The rally yesterday wiped out the market's steep dive Thursday when International Business Machines warned that year 2000 computer glitch fears were hurting its sales of high-end servers, powerful computers that run office networks. At one point on Thursday, the Dow was down 213 points, and IBM's stock fell 16 to 91. By the end of yesterday's session, the Dow was up 450.54 points--or 4.5 percent--for the week, and IBM had recovered 2-15/16 of its previous day's loss.
The Standard & Poor's 500-stock index was up 4.9 percent for the week, and the technology-heavy Nasdaq composite index was up 3.8 percent.
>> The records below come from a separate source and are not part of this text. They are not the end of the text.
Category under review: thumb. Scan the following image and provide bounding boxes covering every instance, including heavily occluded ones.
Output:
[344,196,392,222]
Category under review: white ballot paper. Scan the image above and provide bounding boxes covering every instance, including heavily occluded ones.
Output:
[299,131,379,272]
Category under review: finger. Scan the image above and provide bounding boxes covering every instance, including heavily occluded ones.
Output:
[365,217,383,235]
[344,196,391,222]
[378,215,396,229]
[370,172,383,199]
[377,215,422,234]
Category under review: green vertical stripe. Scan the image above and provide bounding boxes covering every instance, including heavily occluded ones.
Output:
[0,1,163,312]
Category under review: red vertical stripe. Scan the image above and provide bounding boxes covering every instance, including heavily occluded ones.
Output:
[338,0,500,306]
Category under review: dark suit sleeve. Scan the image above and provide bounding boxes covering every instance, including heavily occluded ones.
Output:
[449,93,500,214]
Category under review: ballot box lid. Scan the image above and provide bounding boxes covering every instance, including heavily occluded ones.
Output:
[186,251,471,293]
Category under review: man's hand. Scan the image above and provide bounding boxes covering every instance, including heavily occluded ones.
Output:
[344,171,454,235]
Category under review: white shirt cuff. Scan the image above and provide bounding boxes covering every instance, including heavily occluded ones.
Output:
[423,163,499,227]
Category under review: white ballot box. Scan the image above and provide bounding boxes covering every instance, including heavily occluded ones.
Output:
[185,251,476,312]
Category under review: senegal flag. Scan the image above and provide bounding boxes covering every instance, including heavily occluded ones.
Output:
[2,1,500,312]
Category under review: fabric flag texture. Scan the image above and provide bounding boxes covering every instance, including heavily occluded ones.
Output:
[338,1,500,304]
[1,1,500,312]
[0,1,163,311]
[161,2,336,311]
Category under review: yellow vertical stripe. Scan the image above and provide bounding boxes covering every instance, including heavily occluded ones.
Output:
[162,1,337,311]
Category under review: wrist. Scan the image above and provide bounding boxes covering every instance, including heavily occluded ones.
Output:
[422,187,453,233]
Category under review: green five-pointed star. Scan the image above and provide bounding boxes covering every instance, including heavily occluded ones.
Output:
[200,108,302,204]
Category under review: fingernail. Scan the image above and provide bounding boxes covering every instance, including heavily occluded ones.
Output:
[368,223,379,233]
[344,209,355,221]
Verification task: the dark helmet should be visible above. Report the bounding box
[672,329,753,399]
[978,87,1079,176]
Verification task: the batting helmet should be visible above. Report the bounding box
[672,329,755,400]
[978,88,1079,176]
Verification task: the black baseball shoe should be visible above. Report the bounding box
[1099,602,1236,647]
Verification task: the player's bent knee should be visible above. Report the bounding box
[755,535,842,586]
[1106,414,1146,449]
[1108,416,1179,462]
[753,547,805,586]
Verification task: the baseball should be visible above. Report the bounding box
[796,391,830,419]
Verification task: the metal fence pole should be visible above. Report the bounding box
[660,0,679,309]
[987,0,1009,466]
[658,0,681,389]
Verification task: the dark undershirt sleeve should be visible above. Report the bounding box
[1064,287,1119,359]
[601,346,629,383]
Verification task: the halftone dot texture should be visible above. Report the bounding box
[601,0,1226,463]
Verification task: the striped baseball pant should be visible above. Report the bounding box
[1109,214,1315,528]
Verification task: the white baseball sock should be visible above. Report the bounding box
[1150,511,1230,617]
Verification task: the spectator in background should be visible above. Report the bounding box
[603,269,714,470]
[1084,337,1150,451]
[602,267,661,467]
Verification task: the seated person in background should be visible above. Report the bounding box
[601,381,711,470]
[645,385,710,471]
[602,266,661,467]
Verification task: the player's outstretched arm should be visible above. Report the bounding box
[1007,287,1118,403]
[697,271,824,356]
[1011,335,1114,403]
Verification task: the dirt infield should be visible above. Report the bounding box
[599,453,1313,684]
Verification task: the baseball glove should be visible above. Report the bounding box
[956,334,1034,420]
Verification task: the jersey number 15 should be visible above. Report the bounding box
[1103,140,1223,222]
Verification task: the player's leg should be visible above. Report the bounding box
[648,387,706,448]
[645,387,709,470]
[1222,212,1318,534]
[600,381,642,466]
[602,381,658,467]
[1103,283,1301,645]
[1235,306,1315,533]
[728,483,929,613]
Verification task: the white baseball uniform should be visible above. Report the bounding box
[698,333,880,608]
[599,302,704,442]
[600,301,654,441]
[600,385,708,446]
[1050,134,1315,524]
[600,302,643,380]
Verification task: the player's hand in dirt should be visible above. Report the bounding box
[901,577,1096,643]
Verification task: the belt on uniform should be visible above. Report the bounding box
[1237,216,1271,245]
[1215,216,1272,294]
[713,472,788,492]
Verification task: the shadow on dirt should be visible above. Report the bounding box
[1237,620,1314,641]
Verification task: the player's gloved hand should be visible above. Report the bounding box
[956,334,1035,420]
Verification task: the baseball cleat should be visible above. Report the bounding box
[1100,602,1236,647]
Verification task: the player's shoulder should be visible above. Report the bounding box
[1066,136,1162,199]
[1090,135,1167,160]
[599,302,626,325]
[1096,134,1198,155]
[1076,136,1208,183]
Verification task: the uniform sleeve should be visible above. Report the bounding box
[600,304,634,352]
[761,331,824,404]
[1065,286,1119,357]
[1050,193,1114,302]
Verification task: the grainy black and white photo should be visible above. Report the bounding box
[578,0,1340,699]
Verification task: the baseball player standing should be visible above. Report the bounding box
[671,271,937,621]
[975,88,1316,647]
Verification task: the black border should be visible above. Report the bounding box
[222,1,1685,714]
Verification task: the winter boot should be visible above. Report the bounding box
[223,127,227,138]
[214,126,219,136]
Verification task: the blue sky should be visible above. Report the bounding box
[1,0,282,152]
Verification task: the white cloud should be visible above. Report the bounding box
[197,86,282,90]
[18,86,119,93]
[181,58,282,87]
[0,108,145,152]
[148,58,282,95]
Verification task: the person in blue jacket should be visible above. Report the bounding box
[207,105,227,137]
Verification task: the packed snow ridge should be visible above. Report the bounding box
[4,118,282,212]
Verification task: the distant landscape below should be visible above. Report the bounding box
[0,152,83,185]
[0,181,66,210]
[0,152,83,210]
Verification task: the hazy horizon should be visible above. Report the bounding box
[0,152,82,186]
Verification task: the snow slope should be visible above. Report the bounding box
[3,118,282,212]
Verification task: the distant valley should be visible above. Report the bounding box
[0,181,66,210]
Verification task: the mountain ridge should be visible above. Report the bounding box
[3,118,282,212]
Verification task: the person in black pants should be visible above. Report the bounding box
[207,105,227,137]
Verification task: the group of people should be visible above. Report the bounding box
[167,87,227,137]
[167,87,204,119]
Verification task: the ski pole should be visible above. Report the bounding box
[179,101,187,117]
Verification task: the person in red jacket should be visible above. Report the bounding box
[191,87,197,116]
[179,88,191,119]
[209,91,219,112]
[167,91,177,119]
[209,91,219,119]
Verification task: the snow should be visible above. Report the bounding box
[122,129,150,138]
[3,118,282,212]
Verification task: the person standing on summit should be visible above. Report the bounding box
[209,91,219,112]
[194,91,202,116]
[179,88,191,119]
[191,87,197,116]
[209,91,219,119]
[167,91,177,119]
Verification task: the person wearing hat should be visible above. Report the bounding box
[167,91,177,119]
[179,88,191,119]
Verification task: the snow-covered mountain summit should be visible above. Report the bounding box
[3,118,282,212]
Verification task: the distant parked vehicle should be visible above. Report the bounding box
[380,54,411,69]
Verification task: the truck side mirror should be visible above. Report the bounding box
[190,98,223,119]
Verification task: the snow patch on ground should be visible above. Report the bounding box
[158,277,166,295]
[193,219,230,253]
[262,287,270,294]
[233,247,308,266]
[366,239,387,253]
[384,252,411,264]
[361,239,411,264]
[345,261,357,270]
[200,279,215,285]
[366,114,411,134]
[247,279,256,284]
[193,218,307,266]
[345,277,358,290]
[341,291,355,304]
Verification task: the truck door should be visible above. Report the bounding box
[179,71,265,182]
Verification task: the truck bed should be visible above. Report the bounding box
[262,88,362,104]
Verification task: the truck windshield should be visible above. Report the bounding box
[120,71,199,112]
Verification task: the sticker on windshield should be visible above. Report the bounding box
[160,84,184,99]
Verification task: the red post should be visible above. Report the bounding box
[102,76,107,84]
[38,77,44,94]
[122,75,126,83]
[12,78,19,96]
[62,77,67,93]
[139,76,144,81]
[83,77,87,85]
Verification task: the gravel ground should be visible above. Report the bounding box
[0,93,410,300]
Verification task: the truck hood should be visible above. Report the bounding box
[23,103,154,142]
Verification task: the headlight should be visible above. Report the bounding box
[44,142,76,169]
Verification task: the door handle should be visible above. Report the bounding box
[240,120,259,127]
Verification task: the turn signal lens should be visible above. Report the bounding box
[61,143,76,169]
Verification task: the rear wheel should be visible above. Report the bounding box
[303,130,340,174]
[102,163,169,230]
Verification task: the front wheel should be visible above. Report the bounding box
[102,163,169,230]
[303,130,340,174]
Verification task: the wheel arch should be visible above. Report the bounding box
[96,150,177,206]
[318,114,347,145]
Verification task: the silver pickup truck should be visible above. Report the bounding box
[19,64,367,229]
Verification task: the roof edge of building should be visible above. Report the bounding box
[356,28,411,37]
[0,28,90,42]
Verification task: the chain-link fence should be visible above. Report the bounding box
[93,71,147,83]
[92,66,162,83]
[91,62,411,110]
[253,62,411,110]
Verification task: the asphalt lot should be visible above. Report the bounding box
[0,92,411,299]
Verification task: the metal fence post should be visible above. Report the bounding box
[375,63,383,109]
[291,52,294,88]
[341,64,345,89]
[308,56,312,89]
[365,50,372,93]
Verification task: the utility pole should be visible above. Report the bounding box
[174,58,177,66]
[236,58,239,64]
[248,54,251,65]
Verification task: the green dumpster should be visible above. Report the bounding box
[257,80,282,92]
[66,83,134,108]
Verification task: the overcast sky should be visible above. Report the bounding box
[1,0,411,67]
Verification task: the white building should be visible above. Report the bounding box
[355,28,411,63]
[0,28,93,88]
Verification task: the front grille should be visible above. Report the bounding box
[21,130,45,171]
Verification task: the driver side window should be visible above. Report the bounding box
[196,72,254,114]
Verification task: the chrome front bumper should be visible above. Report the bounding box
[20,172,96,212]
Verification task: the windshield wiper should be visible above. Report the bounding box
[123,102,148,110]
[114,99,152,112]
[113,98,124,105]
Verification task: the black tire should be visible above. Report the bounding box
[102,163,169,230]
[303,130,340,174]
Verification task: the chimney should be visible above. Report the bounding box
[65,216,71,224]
The gains in the Dow and the S&P were their biggest weekly increases since early July.
Not all the news was positive yesterday, however. Gillette, the world's largest maker of razors and blades, watched its stock drop by as much as 10.6 percent yesterday before recovering some to close down 1 7/8, or 5 percent at 36. Gillette's shares fell in response to a company warning that its fourth-quarter profit would be hurt by its decision to cut shipments to reduce inventories.
Murphy said that the market's recovery was attributable to the banking bill news, the fact that most technology stocks remained strong and the dollar's strength. Although the dollar closed lower against the yen, it was sharply higher against Europe's single currency as prospects dimmed for a European interest rate increase soon.
Peter Canelo, U.S. investment strategist with Morgan Stanley Dean Witter, noted that the bank index was up 4 percent yesterday. "That's huge," he said.
Bank stocks American Express, J.P. Morgan & Co. and Citigroup--three of the 30 stocks in the Dow average--posted solid gains yesterday, as did insurance stocks, including Travelers Property Casualty, Chubb and Hartford Life. J.P. Morgan, American Express and Citigroup accounted for about a third of the gain in the Dow average.
Canelo said the market enjoyed a major boost from the prospect of financial services mergers after House and Senate negotiators reached a deal early yesterday morning laying the groundwork for passage of a banking overhaul bill. Banks have been underperfoming the market for the last year and three months, he said. "I think this may be a great trigger that prompts people to look at this very, very cheap sector," he said. "We've seen the bottom in banks."
But Canelo said that he also believes that the whole market may have been at or near the bottom, setting the stage for a rebound.
"We've certainly had corrections in just about everything," he said.